3. Highly Educated Converts Who Found the Father
The claim that belief in God is for the weak or unthinking falls flat in light of history’s most brilliant minds.
🔹 Dr. John C. Lennox, Oxford mathematician
“The more I understand science, the more I believe in God. Not less.”
🔹 Leah Libresco, Yale-trained statistician and atheist blogger
Converted to Catholicism because morality required a personal source
“I realized my soul wasn’t a machine. It was made for love—and for God.”
🔹 G.K. Chesterton, philosopher and journalist
“The Christian ideal has not been tried and found wanting. It has been found difficult; and left untried.”
🔹 St. Augustine, former hedonist and skeptic
“You have made us for Yourself, O Lord, and our hearts are restless until they rest in You.”
These aren’t sentimentalists. They were thinkers. Skeptics. Seekers. And reason led them home.
4. The Father Who Runs to the Prodigal
Perhaps you’ve walked away from religion—or never knew God at all.
The Catholic Church doesn’t condemn your story. She invites it to be healed.
Jesus told the parable of the Prodigal Son not as myth, but as a mirror:
A son walks away, squanders everything, loses himself—and finally returns home.
And the Father?
He runs to meet him.
No lectures. No shame. Just open arms.
“While he was still a long way off, his father saw him and was filled with compassion. He ran to his son…” (Luke 15:20)
This is how God sees you.
No matter how long you’ve wandered, you are not too far to be found.
5. Catholicism: A Home, Not a Cage
You may have been told the Church is rigid, outdated, oppressive. But that’s a strawman.
Catholicism is:
-
The reasoned faith that built universities, hospitals, and modern science
-
The faith of Aquinas, Augustine, Edith Stein, Copernicus, and Tolkien
-
The only Church that can trace its roots directly to Jesus Christ Himself
And most importantly: it offers a home—a place to be fully known, fully challenged, and fully loved.
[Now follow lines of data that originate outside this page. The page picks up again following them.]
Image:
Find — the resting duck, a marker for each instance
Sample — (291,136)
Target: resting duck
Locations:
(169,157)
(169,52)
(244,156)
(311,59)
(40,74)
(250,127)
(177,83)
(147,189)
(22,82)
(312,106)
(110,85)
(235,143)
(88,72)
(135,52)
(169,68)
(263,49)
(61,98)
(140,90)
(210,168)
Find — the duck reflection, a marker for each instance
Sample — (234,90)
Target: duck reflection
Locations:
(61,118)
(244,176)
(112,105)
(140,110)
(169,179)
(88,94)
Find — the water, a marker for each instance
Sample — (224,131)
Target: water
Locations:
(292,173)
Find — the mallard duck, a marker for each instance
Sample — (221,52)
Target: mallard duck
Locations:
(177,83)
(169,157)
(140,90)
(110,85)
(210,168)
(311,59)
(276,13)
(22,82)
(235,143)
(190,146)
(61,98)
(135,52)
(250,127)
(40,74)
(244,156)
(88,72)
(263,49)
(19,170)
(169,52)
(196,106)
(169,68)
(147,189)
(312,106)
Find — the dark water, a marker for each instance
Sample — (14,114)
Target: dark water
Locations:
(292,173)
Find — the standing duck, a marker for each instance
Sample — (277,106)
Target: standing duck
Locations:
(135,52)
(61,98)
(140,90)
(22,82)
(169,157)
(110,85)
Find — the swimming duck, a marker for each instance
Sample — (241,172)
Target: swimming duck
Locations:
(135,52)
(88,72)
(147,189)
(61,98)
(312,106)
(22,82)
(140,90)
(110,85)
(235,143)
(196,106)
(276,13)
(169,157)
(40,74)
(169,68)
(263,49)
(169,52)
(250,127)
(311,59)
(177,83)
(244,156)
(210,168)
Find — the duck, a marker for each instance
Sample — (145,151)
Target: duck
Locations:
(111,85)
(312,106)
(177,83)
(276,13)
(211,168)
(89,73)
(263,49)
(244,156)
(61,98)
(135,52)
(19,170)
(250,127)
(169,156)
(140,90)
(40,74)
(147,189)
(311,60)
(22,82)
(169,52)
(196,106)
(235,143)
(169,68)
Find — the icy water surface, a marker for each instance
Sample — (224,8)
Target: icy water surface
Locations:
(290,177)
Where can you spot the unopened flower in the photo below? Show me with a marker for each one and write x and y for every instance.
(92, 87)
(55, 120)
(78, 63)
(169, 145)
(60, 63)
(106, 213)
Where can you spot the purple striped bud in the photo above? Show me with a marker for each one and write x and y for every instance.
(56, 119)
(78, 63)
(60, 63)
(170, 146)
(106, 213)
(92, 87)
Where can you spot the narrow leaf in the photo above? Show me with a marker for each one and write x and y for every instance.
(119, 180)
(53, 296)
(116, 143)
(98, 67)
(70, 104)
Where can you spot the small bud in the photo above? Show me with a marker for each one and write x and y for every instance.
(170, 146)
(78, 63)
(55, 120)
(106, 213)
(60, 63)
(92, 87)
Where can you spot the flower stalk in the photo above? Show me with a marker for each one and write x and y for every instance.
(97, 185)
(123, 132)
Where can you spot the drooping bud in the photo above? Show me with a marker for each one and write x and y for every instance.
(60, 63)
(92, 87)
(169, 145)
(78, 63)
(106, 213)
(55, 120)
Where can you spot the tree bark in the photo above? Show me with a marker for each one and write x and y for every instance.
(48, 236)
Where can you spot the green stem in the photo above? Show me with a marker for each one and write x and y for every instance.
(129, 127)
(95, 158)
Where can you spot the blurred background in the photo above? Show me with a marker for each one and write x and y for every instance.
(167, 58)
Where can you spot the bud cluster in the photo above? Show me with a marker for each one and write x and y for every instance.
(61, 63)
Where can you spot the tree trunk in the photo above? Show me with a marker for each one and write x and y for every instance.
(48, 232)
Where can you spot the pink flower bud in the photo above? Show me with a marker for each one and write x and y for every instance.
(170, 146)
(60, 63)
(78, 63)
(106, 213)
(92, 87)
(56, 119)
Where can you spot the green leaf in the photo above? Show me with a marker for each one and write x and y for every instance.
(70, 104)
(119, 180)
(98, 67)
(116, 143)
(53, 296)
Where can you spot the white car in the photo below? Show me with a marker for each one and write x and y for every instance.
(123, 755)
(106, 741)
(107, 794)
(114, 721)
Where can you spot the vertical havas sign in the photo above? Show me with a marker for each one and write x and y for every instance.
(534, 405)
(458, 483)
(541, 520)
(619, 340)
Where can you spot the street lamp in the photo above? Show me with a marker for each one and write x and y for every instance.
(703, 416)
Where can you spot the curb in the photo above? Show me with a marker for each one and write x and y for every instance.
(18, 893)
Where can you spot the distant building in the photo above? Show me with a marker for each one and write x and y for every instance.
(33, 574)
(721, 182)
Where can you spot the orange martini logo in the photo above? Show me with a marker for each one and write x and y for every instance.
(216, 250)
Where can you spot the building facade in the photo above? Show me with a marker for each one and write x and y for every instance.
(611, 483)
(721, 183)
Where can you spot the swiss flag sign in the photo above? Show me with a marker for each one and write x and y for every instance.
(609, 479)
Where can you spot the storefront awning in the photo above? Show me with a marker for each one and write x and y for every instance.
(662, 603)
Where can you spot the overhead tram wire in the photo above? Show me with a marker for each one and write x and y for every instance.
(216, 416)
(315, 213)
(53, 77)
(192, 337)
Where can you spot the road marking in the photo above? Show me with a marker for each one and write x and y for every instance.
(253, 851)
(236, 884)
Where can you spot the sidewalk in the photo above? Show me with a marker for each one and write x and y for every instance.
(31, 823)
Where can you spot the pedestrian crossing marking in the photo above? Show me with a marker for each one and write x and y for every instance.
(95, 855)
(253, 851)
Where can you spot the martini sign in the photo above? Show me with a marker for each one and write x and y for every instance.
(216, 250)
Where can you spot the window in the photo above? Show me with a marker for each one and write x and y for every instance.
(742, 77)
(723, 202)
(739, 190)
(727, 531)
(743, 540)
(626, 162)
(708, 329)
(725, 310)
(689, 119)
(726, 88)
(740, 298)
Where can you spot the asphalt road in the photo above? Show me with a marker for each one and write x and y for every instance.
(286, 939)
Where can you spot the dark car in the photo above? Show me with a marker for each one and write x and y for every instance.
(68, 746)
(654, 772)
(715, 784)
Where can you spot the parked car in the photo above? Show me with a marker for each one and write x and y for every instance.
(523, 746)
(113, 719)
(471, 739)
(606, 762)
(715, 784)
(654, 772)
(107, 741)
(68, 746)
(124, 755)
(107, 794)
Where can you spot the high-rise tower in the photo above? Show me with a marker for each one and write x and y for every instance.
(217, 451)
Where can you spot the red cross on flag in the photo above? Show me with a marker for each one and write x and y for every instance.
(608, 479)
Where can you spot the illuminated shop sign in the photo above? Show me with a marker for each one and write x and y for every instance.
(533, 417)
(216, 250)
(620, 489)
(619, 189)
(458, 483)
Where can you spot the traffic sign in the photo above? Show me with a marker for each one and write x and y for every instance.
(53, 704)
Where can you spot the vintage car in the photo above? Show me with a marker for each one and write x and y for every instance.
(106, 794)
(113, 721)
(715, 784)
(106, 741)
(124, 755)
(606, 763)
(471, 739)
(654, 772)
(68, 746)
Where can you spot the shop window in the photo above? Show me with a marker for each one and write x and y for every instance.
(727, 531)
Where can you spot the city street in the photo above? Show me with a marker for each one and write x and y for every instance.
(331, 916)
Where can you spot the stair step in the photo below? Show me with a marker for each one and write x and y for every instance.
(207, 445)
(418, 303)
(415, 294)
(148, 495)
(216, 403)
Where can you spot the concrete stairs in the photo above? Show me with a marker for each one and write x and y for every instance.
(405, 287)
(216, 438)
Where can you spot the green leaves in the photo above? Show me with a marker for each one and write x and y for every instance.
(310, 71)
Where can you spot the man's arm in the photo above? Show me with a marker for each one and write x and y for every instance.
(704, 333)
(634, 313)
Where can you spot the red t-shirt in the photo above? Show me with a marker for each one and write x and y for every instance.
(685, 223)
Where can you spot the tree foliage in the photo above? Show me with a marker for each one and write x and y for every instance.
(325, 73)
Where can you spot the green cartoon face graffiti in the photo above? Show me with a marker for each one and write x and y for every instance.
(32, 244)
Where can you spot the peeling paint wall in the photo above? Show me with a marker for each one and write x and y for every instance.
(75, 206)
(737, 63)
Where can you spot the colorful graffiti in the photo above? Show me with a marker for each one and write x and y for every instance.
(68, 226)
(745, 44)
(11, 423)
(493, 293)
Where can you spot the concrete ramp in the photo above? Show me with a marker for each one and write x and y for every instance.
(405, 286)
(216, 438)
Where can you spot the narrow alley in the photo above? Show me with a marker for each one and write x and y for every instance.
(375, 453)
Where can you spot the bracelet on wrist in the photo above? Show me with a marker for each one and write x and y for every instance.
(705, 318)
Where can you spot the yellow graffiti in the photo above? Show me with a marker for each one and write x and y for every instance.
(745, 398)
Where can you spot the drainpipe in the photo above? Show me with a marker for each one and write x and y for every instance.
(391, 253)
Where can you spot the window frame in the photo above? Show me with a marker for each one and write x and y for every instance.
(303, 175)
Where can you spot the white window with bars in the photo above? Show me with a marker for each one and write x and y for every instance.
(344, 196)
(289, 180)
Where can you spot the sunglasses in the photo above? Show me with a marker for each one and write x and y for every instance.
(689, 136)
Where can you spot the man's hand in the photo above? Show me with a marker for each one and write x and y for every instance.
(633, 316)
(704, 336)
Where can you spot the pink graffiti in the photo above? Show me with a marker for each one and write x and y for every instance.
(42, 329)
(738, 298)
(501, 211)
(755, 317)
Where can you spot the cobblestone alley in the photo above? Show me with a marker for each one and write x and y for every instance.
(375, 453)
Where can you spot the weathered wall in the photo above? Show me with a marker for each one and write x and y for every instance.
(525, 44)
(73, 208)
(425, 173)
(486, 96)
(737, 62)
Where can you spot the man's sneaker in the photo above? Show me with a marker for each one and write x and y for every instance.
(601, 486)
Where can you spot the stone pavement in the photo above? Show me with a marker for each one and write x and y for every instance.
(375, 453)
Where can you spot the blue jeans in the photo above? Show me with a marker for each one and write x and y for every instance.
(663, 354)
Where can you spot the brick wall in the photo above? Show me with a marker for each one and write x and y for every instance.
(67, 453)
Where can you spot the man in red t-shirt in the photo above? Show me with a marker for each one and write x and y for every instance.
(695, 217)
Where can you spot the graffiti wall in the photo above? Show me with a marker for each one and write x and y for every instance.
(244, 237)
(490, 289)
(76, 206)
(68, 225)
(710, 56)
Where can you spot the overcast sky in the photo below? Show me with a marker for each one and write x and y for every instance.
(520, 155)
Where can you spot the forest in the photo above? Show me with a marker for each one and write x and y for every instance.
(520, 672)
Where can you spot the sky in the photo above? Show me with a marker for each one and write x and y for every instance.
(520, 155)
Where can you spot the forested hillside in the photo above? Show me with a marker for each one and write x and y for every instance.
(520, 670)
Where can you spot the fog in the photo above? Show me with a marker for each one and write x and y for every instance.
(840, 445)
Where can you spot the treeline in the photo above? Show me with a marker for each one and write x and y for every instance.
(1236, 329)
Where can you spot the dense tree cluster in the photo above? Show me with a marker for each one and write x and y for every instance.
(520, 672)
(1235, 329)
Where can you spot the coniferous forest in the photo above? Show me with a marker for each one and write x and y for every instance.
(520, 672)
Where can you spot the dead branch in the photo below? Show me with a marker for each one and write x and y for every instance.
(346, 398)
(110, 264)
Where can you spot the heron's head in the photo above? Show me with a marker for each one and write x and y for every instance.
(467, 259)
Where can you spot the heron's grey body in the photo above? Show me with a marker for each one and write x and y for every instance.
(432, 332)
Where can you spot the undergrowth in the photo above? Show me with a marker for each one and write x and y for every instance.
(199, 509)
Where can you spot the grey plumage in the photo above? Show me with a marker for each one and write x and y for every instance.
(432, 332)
The sacraments, the saints, the Eucharist—they aren’t symbols. They’re the means by which the Father draws us close.
6. You Were Made for the God Who Made You
The ache you feel isn’t weakness—it’s evidence.
The longing isn’t foolish—it’s holy.
You weren’t made to drift in meaninglessness.
You were made to be seen, loved, and redeemed by the One who knows your name.
“Fear not, for I have redeemed you; I have called you by name; you are mine.”
— Isaiah 43:1
This is the voice of your Father.
Not your judge. Not your oppressor.
Your Father.
Final Words: The Journey Back Begins with a Whisper
If you're lost, if you're skeptical, if you're tired of hollow answers—step back for a moment.
-
Not into blind faith.
-
But into reasonable trust.
-
Into the arms of the God who waits for you—not with wrath, but with wounds and welcome.
“Behold, I stand at the door and knock.” (Revelation 3:20)
He’s not a myth. He’s your Maker.
And He’s waiting to bring you home.
✨ Next Steps for the Seeker:
-
Read Return of the Prodigal Son by Henri Nouwen
-
Watch The Chosen (esp. episodes of Jesus with Nicodemus or the woman at the well)
-
Visit a Catholic church and simply sit
-
Pray:
“God, if You are real—and if You are my Father—then I’m ready to come home. Lead me.”
“The truth is not an idea, but a person. And His name is Jesus.”
— Pope Benedict XVI
You don’t need to reinvent yourself.
You need to rediscover who you’ve always been:
A son. A daughter. A soul made for God.